What's Happening?
Humana is contesting the Centers for Medicare & Medicaid Services (CMS) star ratings, which could potentially cost the insurer billions in revenue. The dispute centers around three disconnected phone calls that Humana claims were mishandled by CMS, affecting its 2025 ratings. The CMS star ratings system evaluates Medicare Advantage plans and awards bonus payments to plans with higher ratings. Humana has filed a lawsuit in a Texas court, seeking to have its ratings recalculated without the disputed calls. The insurer argues that the calls were disconnected due to third-party internet issues and CMS's handling was inconsistent with its regulations. CMS, however, maintains that Humana's rating downgrade is justified, accusing the insurer of failing to provide adequate foreign-language interpreter services during test calls.
Why It's Important?
The outcome of this legal battle could have significant financial implications for Humana, potentially wiping out $3 billion in revenue. The CMS star ratings are crucial for Medicare Advantage plans, influencing consumer choice and determining substantial bonus payments. This case highlights the importance of compliance with CMS regulations and the impact of administrative decisions on healthcare providers.
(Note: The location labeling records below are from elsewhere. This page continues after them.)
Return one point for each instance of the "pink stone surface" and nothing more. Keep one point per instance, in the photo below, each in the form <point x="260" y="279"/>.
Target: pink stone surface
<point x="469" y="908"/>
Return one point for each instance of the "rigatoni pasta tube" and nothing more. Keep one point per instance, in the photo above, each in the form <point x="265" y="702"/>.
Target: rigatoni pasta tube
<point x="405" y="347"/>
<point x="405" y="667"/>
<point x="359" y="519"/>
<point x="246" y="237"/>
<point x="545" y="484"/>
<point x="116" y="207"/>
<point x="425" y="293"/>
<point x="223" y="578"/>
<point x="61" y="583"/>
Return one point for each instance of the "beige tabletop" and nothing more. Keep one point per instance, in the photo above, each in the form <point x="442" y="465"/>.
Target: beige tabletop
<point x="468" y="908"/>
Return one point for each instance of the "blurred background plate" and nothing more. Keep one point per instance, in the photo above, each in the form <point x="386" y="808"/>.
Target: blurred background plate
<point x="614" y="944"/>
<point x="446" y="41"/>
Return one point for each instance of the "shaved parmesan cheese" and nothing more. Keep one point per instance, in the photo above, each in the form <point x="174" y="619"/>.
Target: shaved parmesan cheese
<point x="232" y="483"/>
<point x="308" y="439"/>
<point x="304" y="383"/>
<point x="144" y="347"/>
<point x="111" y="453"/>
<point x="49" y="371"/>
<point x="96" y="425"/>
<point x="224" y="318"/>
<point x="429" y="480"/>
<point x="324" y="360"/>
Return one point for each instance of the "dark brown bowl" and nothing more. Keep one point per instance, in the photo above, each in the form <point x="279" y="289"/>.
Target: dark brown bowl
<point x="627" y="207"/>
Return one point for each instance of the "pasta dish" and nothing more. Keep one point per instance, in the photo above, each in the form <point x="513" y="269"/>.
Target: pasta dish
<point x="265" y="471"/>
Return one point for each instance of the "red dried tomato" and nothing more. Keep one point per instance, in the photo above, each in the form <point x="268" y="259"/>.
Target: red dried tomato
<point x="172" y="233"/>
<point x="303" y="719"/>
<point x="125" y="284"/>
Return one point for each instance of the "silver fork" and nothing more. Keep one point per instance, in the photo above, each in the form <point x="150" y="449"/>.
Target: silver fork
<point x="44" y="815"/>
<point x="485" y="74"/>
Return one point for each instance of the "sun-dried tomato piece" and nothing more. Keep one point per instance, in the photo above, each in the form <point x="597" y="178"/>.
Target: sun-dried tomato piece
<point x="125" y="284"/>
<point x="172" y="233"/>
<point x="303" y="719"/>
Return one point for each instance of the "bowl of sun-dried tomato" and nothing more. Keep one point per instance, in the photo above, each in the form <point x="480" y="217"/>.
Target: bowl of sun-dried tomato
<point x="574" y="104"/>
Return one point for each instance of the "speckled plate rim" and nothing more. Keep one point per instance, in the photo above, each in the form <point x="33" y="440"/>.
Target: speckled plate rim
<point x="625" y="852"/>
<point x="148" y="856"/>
The broader implications could affect how insurers manage customer service operations and their approach to regulatory compliance, potentially leading to changes in how CMS evaluates and rates Medicare Advantage plans.
What's Next?
The court's decision is expected before the Medicare enrollment period begins on October 15. CMS is set to release its 2026 star ratings next month, which could further impact Humana's financial standing. The case may prompt other insurers to scrutinize CMS's rating criteria and challenge similar decisions. If Humana succeeds, it could lead to changes in how CMS conducts its evaluations and handles disputes, potentially affecting the star ratings system and its impact on the Medicare Advantage market.